Toutes ces raisons expliquent aussi que sans doute pour la première fois dans son histoire le Parlement de Wallonie est en profond accord avec la société civile qu'il représente, s'étant fait (ce qui n'est pas toujours le cas), le relais de ce qu'elle rejette dans le CETA. Et il est aussi très remarquable que, jamais, la Wallonie n'aura été aussi mal représentée dans les forces qui soutiennent le gouvernement fédéral, même pas le quart des suffrages wallons. Enfin il faut revenir sur les ISDS soi-disant modifié dans la dernière version du traité.

Le CETA a-t-il été corrigé ?

L'ISDS (Investor-State Dispute Settlement), est un mécanisme d'arbitrage qui donne pouvoir à une sorte de tribunal supranational de régler les différends qui pourraient survenir entre un Etat (et sa législation) et une entreprise (souvent une multinationale). Même Le Monde, journal néolibéral affirmé, pense que les garanties données par la dernière mouture de l'accord ne sont pas sûres. Il y a d'ailleurs dans ces revirements de l'UE dont se félicitent certains à gauche un paradoxe énorme. On commence par décider d'un fonctionnement ultralibéral que l'on « corrige » ensuite mais la correction n'est jamais celle du rétablissement d'un usage (comme lorsque l'on corrige une faute d'orthographe) correct (par exemple ici de la Justice), mais une correction qui ne fait que se rapprocher de l'usage normal qui entend que l'Etat soit souverain. Il ne s'agit donc jamais que de corrections qui ont de toute manière fait gagner des points au néolibéralisme et aux multinationales. Et même Le Monde reconnaît que cette nouvelle mouture de l'accord n'est pas satisfaisante8.

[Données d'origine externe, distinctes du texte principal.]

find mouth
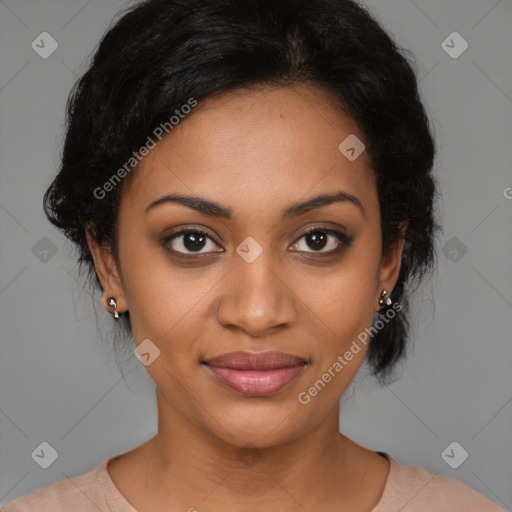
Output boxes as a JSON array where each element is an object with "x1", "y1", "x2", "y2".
[{"x1": 202, "y1": 351, "x2": 308, "y2": 396}]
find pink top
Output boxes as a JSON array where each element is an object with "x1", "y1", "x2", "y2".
[{"x1": 2, "y1": 453, "x2": 504, "y2": 511}]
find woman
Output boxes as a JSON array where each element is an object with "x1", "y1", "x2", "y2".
[{"x1": 3, "y1": 0, "x2": 504, "y2": 510}]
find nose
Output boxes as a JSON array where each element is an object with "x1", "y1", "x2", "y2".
[{"x1": 215, "y1": 251, "x2": 298, "y2": 338}]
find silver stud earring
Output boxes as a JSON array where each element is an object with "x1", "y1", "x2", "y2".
[
  {"x1": 379, "y1": 289, "x2": 392, "y2": 308},
  {"x1": 107, "y1": 297, "x2": 119, "y2": 320}
]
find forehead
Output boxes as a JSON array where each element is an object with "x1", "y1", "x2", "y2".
[{"x1": 120, "y1": 84, "x2": 377, "y2": 220}]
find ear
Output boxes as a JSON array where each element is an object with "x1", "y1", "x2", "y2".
[
  {"x1": 375, "y1": 221, "x2": 408, "y2": 311},
  {"x1": 85, "y1": 227, "x2": 128, "y2": 314}
]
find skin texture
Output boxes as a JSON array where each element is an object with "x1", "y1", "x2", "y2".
[{"x1": 86, "y1": 84, "x2": 406, "y2": 511}]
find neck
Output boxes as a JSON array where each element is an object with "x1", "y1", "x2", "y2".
[{"x1": 121, "y1": 390, "x2": 387, "y2": 511}]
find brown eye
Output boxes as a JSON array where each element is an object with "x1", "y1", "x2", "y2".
[
  {"x1": 290, "y1": 228, "x2": 354, "y2": 254},
  {"x1": 304, "y1": 231, "x2": 329, "y2": 251},
  {"x1": 164, "y1": 229, "x2": 222, "y2": 255}
]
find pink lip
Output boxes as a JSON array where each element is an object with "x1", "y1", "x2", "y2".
[{"x1": 203, "y1": 351, "x2": 307, "y2": 396}]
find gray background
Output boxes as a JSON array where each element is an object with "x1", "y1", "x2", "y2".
[{"x1": 1, "y1": 0, "x2": 511, "y2": 508}]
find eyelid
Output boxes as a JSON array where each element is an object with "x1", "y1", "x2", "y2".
[
  {"x1": 163, "y1": 226, "x2": 221, "y2": 243},
  {"x1": 293, "y1": 223, "x2": 348, "y2": 241}
]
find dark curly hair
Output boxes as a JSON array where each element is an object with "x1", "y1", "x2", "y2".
[{"x1": 43, "y1": 0, "x2": 442, "y2": 384}]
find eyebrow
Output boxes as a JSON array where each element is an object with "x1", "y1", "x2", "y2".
[{"x1": 145, "y1": 191, "x2": 366, "y2": 220}]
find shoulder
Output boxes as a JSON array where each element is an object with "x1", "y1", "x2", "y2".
[
  {"x1": 375, "y1": 453, "x2": 505, "y2": 512},
  {"x1": 1, "y1": 459, "x2": 112, "y2": 512}
]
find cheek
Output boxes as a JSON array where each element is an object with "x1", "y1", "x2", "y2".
[
  {"x1": 301, "y1": 257, "x2": 379, "y2": 348},
  {"x1": 126, "y1": 277, "x2": 207, "y2": 349},
  {"x1": 117, "y1": 234, "x2": 209, "y2": 341},
  {"x1": 294, "y1": 269, "x2": 377, "y2": 411},
  {"x1": 332, "y1": 280, "x2": 376, "y2": 344}
]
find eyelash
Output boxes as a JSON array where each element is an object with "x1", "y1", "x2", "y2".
[{"x1": 162, "y1": 226, "x2": 354, "y2": 259}]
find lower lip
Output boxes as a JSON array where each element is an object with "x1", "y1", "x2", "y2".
[{"x1": 205, "y1": 365, "x2": 306, "y2": 396}]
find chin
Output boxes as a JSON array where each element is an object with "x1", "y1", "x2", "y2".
[{"x1": 204, "y1": 404, "x2": 308, "y2": 450}]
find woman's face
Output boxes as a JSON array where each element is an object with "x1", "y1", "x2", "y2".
[{"x1": 88, "y1": 84, "x2": 404, "y2": 448}]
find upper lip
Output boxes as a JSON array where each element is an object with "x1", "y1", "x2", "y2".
[{"x1": 203, "y1": 351, "x2": 308, "y2": 370}]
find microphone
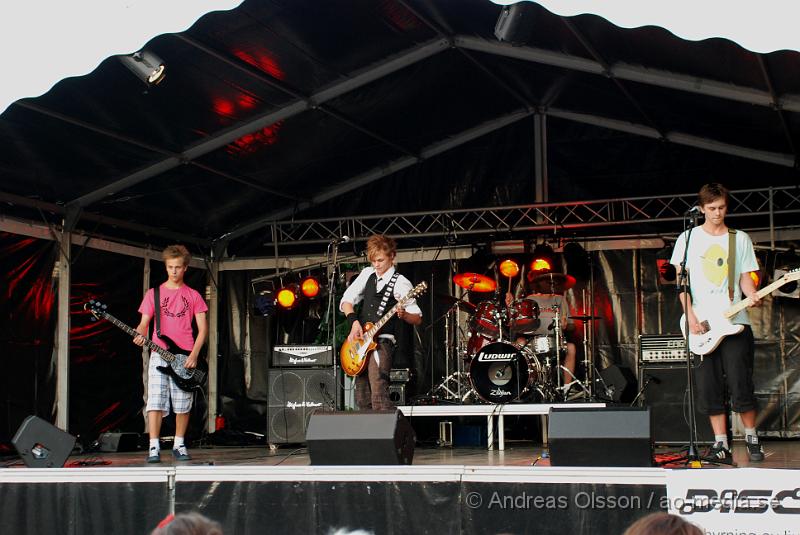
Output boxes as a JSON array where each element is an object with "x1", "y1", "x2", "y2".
[
  {"x1": 331, "y1": 235, "x2": 350, "y2": 244},
  {"x1": 685, "y1": 206, "x2": 701, "y2": 216},
  {"x1": 495, "y1": 362, "x2": 512, "y2": 379},
  {"x1": 644, "y1": 374, "x2": 661, "y2": 385}
]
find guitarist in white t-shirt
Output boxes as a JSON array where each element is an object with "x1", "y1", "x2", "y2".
[{"x1": 669, "y1": 183, "x2": 764, "y2": 463}]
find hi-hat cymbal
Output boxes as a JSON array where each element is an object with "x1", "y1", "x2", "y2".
[
  {"x1": 568, "y1": 314, "x2": 603, "y2": 322},
  {"x1": 529, "y1": 272, "x2": 576, "y2": 294},
  {"x1": 437, "y1": 294, "x2": 477, "y2": 311},
  {"x1": 453, "y1": 272, "x2": 497, "y2": 292}
]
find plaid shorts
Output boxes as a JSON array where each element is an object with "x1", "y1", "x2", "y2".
[{"x1": 146, "y1": 351, "x2": 193, "y2": 415}]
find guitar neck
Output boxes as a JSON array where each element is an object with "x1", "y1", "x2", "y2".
[
  {"x1": 364, "y1": 299, "x2": 405, "y2": 339},
  {"x1": 102, "y1": 312, "x2": 175, "y2": 362},
  {"x1": 724, "y1": 277, "x2": 787, "y2": 318}
]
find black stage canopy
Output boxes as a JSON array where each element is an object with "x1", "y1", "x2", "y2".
[{"x1": 1, "y1": 0, "x2": 799, "y2": 256}]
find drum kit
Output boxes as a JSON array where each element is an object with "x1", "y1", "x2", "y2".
[{"x1": 432, "y1": 269, "x2": 601, "y2": 404}]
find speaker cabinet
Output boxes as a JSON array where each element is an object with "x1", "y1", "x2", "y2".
[
  {"x1": 12, "y1": 415, "x2": 76, "y2": 468},
  {"x1": 548, "y1": 407, "x2": 653, "y2": 467},
  {"x1": 388, "y1": 384, "x2": 406, "y2": 405},
  {"x1": 306, "y1": 410, "x2": 415, "y2": 465},
  {"x1": 268, "y1": 368, "x2": 336, "y2": 444},
  {"x1": 599, "y1": 365, "x2": 638, "y2": 403},
  {"x1": 98, "y1": 432, "x2": 140, "y2": 452},
  {"x1": 639, "y1": 363, "x2": 715, "y2": 444}
]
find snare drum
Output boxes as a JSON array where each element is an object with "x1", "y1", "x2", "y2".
[
  {"x1": 468, "y1": 341, "x2": 542, "y2": 403},
  {"x1": 509, "y1": 298, "x2": 540, "y2": 336}
]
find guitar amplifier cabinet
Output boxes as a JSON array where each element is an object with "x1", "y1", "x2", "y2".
[
  {"x1": 268, "y1": 368, "x2": 336, "y2": 444},
  {"x1": 639, "y1": 334, "x2": 689, "y2": 362},
  {"x1": 272, "y1": 345, "x2": 333, "y2": 367}
]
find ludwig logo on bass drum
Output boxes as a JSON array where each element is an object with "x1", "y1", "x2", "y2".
[{"x1": 478, "y1": 352, "x2": 517, "y2": 362}]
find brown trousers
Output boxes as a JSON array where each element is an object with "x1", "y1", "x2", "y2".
[{"x1": 354, "y1": 339, "x2": 394, "y2": 410}]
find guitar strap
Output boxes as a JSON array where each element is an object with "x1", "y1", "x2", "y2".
[
  {"x1": 728, "y1": 229, "x2": 736, "y2": 303},
  {"x1": 375, "y1": 272, "x2": 400, "y2": 317},
  {"x1": 153, "y1": 285, "x2": 162, "y2": 338}
]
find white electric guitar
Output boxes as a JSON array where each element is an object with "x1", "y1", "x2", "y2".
[{"x1": 680, "y1": 268, "x2": 800, "y2": 355}]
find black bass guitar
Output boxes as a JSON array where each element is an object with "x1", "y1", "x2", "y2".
[{"x1": 85, "y1": 300, "x2": 207, "y2": 392}]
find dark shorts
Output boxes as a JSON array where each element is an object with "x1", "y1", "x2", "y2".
[{"x1": 693, "y1": 325, "x2": 757, "y2": 415}]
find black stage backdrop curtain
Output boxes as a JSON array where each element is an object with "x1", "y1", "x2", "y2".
[
  {"x1": 0, "y1": 232, "x2": 58, "y2": 451},
  {"x1": 215, "y1": 249, "x2": 799, "y2": 438},
  {"x1": 69, "y1": 246, "x2": 145, "y2": 444}
]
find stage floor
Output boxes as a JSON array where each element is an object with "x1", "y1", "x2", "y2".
[{"x1": 5, "y1": 439, "x2": 796, "y2": 470}]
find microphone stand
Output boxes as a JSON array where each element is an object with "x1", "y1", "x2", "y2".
[
  {"x1": 326, "y1": 239, "x2": 344, "y2": 410},
  {"x1": 672, "y1": 209, "x2": 713, "y2": 466}
]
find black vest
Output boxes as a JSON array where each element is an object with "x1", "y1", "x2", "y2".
[{"x1": 359, "y1": 273, "x2": 399, "y2": 336}]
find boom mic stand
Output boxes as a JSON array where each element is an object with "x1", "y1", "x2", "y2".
[
  {"x1": 668, "y1": 208, "x2": 718, "y2": 467},
  {"x1": 325, "y1": 237, "x2": 347, "y2": 410}
]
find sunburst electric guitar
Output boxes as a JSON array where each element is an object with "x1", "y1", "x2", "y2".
[
  {"x1": 85, "y1": 300, "x2": 208, "y2": 392},
  {"x1": 340, "y1": 281, "x2": 427, "y2": 377},
  {"x1": 680, "y1": 268, "x2": 800, "y2": 355}
]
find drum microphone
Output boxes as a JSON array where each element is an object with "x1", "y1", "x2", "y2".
[
  {"x1": 331, "y1": 235, "x2": 350, "y2": 244},
  {"x1": 495, "y1": 364, "x2": 510, "y2": 379}
]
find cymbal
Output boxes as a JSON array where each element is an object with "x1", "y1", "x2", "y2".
[
  {"x1": 529, "y1": 272, "x2": 576, "y2": 294},
  {"x1": 453, "y1": 272, "x2": 497, "y2": 292},
  {"x1": 437, "y1": 294, "x2": 477, "y2": 311},
  {"x1": 568, "y1": 314, "x2": 603, "y2": 322}
]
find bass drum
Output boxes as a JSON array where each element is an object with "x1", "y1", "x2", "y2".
[{"x1": 469, "y1": 341, "x2": 541, "y2": 404}]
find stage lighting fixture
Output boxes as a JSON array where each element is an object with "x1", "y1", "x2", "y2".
[
  {"x1": 499, "y1": 259, "x2": 520, "y2": 278},
  {"x1": 494, "y1": 2, "x2": 537, "y2": 46},
  {"x1": 656, "y1": 259, "x2": 677, "y2": 285},
  {"x1": 530, "y1": 243, "x2": 555, "y2": 273},
  {"x1": 774, "y1": 268, "x2": 800, "y2": 298},
  {"x1": 530, "y1": 257, "x2": 552, "y2": 272},
  {"x1": 300, "y1": 276, "x2": 321, "y2": 298},
  {"x1": 254, "y1": 291, "x2": 276, "y2": 317},
  {"x1": 119, "y1": 49, "x2": 166, "y2": 85},
  {"x1": 276, "y1": 285, "x2": 299, "y2": 309}
]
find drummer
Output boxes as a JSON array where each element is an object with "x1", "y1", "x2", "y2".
[{"x1": 505, "y1": 266, "x2": 577, "y2": 384}]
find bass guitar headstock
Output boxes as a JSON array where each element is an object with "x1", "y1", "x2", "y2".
[{"x1": 84, "y1": 299, "x2": 108, "y2": 321}]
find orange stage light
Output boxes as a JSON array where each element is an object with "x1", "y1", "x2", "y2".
[
  {"x1": 301, "y1": 276, "x2": 321, "y2": 298},
  {"x1": 499, "y1": 259, "x2": 520, "y2": 278},
  {"x1": 276, "y1": 286, "x2": 298, "y2": 309},
  {"x1": 530, "y1": 258, "x2": 552, "y2": 272}
]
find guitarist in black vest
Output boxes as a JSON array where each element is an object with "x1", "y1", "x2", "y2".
[
  {"x1": 133, "y1": 245, "x2": 208, "y2": 463},
  {"x1": 340, "y1": 235, "x2": 422, "y2": 410},
  {"x1": 669, "y1": 183, "x2": 764, "y2": 463}
]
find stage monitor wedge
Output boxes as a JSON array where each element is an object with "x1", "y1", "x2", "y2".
[
  {"x1": 548, "y1": 407, "x2": 653, "y2": 467},
  {"x1": 306, "y1": 410, "x2": 415, "y2": 465},
  {"x1": 12, "y1": 415, "x2": 76, "y2": 468}
]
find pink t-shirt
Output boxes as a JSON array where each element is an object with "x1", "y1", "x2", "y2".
[{"x1": 138, "y1": 283, "x2": 208, "y2": 352}]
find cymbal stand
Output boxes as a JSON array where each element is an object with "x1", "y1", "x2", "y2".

Jamais le Parlement de Wallonie n'aura été en phase à ce point avec ses électeurs, jamais un chef de gouvernement wallon n'aura eu la stature d'un Magnette pour porter ce beau défi, mais réfléchi, démocratique qui fait honneur à la Wallonie.

Jamais.

 

 


  1. 1. Le Soir du 15 octobre 2016
  2. 2. On peut déjà consulter à ce sujet Le Monde diplomatique http://www.monde-diplomatique.fr/carnet/2016-10-14-Rejet-du-Ceta-accroc-...
  3. 3. La Libre Belgique du 15 octobre 2016
  4. 4. Le Soir du 15 octobre 2016
  5. 5. http://www.larevuetoudi.org/fr/story/le-gouvernement-provisoire-wallon-de-1950
  6. 6. Annemie Neyts déclare dans Le Soir du 10 février 2009 que, dans une commission « Relations internationales » mise en place par Dehaene, début des années 90, elle a entendu Anne-Marie Lizin réclamer au nom du PS la scission du corps diplomatique belge.